Time to post before another month goes by! Those were great verses about giving and God’s generosity, resulting in the fruit of praise, but I’ve certainly had trouble working on them… can’t even remember the reference. Oh well, this “habit” was only started up again because someone suggested that even if you don’t actually get the verses memorized, the “trying” to do it is a good activity.
Last month didn’t even seem that busy, but lately there’s more “excuse” for not blogging & memorizing, what with terrible colds, strep throat… starting way back with a wedding in Toronto, and trying to help Sam endure his busy work schedule (somehow, but of course, one can’t do it for him!)
I’ve sure been enjoying Lynn Austin’s historical fiction books. Even though she has a recurring theme of people/Christians being mad at God, and coming to grips with deep suffering, each story is quite different! Some centre on poor people, some on rich, from Bible times to WWII stories… from the perspectives of women in the work force, older Jewish men, even children’s perspectives sometimes, slaves, doctors… they all have a love story of course, but the last one I read focused more on the relationship between two very rich sisters.
I could go on and on about her writing… but to focus on the latest one I’m reading (While We’re Far Apart), a certain theme (one of the many in the book) has come up that was actually in my mind before/lately. That in spite of all the difficult things that happen, God always provides something to give you a spark of hope, even if it’s hard to notice sometimes. Sometimes, you have to forcefully look for those “sparks”. In the story it was the dog coming home after being lost, the children providing company for the older Jewish man, and other things like that.
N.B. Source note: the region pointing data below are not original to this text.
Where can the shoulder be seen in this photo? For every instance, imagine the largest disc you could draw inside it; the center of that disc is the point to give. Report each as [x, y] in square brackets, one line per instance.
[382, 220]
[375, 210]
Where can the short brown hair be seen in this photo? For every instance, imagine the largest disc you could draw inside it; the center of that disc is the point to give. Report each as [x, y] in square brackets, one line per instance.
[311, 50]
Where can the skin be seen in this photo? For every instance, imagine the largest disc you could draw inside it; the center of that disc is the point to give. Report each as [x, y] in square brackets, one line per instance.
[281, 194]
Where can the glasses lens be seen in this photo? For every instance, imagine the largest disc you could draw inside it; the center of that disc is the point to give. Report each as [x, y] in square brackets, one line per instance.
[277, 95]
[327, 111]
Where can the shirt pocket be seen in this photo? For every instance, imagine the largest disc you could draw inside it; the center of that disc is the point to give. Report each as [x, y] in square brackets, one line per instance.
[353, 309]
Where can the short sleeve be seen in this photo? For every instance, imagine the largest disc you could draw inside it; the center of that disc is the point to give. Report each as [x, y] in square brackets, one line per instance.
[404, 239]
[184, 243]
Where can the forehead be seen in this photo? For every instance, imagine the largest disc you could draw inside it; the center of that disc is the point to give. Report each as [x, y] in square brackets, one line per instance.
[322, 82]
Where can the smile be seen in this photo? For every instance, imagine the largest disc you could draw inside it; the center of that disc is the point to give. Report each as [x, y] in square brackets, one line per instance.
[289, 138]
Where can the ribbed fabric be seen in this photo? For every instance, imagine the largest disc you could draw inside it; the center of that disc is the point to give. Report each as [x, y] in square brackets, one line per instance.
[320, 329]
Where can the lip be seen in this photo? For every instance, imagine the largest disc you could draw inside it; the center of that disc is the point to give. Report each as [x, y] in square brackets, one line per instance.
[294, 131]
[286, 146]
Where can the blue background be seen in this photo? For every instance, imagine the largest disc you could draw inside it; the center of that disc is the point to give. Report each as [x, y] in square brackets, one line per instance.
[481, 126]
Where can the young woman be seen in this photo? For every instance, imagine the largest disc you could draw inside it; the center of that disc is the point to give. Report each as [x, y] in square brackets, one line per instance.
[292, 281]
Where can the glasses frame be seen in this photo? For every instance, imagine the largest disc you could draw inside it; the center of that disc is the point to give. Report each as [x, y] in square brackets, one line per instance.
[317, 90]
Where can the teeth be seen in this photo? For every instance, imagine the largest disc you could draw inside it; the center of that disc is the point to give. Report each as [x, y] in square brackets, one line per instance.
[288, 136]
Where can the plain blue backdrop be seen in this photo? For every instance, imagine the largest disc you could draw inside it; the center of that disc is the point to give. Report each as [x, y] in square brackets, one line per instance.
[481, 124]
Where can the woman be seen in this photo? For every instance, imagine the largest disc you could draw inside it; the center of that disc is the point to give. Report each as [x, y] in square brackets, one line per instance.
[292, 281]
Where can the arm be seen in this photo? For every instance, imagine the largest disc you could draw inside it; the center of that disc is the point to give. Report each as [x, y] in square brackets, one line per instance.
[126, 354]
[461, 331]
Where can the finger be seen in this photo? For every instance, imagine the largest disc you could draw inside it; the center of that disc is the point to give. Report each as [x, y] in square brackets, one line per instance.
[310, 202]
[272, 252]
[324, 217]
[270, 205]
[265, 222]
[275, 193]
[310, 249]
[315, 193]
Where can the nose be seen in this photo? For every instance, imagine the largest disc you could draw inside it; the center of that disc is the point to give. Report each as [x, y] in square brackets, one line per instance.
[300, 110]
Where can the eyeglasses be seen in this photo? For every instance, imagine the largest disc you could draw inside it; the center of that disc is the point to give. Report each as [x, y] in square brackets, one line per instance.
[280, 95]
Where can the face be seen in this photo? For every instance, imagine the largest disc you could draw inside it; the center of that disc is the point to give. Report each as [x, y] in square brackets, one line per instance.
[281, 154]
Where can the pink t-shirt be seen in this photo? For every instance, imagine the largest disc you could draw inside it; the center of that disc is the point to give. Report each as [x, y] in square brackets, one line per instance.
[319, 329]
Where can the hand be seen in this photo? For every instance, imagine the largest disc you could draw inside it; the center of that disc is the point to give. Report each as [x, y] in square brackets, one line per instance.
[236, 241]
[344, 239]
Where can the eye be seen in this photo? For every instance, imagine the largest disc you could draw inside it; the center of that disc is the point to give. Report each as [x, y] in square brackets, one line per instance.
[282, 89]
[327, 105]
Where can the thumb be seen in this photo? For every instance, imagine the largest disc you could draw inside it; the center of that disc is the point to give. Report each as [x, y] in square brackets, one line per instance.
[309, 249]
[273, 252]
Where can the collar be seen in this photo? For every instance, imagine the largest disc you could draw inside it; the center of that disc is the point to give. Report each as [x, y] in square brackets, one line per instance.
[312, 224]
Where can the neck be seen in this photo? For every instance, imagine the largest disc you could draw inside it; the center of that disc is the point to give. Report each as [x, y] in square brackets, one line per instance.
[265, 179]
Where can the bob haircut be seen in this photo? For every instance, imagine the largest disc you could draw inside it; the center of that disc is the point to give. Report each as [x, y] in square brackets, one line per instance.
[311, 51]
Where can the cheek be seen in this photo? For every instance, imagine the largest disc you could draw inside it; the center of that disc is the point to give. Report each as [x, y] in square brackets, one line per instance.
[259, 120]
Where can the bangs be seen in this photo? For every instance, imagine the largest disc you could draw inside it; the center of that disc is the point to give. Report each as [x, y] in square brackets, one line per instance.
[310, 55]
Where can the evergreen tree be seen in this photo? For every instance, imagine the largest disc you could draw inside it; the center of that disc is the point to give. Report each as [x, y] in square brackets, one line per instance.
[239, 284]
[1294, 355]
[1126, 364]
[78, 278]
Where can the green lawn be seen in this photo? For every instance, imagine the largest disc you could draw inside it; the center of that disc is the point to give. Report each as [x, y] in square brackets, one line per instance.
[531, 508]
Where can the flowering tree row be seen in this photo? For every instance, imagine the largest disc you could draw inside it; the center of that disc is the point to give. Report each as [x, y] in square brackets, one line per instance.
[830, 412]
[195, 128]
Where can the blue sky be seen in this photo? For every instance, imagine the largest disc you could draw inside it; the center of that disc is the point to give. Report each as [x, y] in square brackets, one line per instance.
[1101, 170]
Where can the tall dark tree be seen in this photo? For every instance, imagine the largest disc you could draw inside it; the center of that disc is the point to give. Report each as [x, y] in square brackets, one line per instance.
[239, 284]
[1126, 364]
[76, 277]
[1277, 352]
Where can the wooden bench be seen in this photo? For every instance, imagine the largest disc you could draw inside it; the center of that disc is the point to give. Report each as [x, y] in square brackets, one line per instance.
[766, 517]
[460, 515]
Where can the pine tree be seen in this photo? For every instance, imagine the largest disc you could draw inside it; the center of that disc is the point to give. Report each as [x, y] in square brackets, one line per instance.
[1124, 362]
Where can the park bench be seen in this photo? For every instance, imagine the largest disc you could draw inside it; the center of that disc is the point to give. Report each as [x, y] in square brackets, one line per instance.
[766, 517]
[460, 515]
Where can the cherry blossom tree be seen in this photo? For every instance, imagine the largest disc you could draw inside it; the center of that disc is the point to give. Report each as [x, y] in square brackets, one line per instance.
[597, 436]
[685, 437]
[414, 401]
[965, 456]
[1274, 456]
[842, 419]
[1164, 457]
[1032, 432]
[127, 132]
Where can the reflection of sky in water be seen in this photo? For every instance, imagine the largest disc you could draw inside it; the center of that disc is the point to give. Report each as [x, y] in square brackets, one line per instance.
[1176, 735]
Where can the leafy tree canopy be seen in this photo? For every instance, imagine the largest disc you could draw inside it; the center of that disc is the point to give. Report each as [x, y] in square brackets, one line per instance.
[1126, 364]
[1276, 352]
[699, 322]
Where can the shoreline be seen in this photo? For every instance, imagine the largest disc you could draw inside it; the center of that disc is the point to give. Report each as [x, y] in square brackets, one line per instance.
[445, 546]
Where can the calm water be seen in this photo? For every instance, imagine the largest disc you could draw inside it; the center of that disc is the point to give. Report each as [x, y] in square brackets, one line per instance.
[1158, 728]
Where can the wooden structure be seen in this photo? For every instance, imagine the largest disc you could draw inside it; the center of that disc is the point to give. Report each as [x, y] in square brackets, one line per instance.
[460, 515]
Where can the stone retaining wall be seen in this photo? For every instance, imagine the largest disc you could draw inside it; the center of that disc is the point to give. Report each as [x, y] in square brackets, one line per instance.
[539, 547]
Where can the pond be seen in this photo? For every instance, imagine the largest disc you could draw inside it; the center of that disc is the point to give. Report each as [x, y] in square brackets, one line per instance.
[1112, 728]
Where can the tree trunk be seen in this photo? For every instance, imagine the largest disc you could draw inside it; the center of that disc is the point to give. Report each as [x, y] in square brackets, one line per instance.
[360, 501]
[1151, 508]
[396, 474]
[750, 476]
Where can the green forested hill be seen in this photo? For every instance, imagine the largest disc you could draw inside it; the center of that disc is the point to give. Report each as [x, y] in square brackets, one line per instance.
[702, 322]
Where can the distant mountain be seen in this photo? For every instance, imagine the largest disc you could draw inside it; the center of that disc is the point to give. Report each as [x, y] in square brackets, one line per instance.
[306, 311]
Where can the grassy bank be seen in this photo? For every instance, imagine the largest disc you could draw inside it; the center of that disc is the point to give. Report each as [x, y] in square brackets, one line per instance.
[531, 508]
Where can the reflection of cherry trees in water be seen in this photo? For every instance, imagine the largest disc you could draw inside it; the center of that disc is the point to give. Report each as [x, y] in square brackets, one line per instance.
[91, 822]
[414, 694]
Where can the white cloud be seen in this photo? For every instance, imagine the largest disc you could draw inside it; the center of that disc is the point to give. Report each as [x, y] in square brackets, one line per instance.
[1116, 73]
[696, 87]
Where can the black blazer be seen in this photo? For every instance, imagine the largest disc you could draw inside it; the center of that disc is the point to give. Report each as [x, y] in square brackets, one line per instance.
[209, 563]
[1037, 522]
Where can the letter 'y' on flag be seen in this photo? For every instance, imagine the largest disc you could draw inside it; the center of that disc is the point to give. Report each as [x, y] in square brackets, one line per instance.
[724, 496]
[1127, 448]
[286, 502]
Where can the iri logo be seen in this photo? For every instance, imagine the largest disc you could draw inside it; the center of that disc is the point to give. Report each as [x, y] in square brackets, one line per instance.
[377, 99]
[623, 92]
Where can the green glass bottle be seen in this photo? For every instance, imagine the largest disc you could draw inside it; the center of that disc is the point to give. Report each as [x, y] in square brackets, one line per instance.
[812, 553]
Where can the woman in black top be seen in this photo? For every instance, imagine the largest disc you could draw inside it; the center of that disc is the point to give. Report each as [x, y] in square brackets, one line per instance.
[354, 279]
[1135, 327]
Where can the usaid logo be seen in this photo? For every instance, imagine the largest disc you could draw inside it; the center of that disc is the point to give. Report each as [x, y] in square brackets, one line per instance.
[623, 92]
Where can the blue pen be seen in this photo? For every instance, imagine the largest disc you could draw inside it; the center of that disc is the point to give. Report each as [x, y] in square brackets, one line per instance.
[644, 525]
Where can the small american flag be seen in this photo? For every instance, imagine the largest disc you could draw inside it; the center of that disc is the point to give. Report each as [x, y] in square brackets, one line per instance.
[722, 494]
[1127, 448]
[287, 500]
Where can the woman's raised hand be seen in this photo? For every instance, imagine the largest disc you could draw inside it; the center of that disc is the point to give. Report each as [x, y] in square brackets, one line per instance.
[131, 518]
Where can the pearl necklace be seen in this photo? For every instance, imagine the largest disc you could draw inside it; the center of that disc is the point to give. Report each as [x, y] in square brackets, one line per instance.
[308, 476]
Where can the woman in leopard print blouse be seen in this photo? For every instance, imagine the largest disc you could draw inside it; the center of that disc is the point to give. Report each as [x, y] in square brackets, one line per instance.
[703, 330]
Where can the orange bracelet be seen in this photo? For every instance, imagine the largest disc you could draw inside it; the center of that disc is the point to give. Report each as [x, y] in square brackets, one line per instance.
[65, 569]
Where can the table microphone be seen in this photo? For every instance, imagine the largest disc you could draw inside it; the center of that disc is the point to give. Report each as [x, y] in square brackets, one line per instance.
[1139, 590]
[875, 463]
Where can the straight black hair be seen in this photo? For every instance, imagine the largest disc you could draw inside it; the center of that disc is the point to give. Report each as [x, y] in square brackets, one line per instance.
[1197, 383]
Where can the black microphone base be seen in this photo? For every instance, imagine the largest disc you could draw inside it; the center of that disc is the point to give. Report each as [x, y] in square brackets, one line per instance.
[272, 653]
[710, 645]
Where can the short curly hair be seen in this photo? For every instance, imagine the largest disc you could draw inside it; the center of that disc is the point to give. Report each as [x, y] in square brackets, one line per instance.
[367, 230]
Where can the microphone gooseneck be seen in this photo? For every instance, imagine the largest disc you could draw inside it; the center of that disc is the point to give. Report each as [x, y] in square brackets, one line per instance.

I read somewhere else lately that God is always speaking to us, if we would only be open to see it, and this is something that I’ve generally been able to enjoy (unless things get very busy). Just recently, I’ve felt that God was saying that you can always look at things with the perspective of saying: “things will not always be like this” (hard). That gives hope. In fact, it’s also my experience, at my age, that things do change, no matter how long they seem to go on.
Of course, sometimes we don’t want things to change, and the key in that case, is to look for the thing that is better about the change, or how to make it better, even in some small way. (Like pretty thanksgiving plates, when you have a smaller number for dinner.) In these times, it’s so wonderful to remember that “the steadfast love of the Lord never ceases”–even when it seems like He is not there, not loving, whatever, we can know that He IS there, and his love never ceases! That’s why I’ve decided to make the following verse my next one to memorize, even though I’ve mostly already memorized it from the song. :D
“The steadfast love of the Lord never ceases;
his mercies never come to an end;
23 they are new every morning;
great is your faithfulness.
24 “The Lord is my portion,” says my soul,
“therefore I will hope in him.” (Lamentations 3:22-24)
It would be easy enough to “make” this fit for the theme of “fruit” (the fruit of God’s love is my hope?) But maybe I should just leave it alone… after all, I’ve even been failing at eating fruit, though I haven’t given up hope!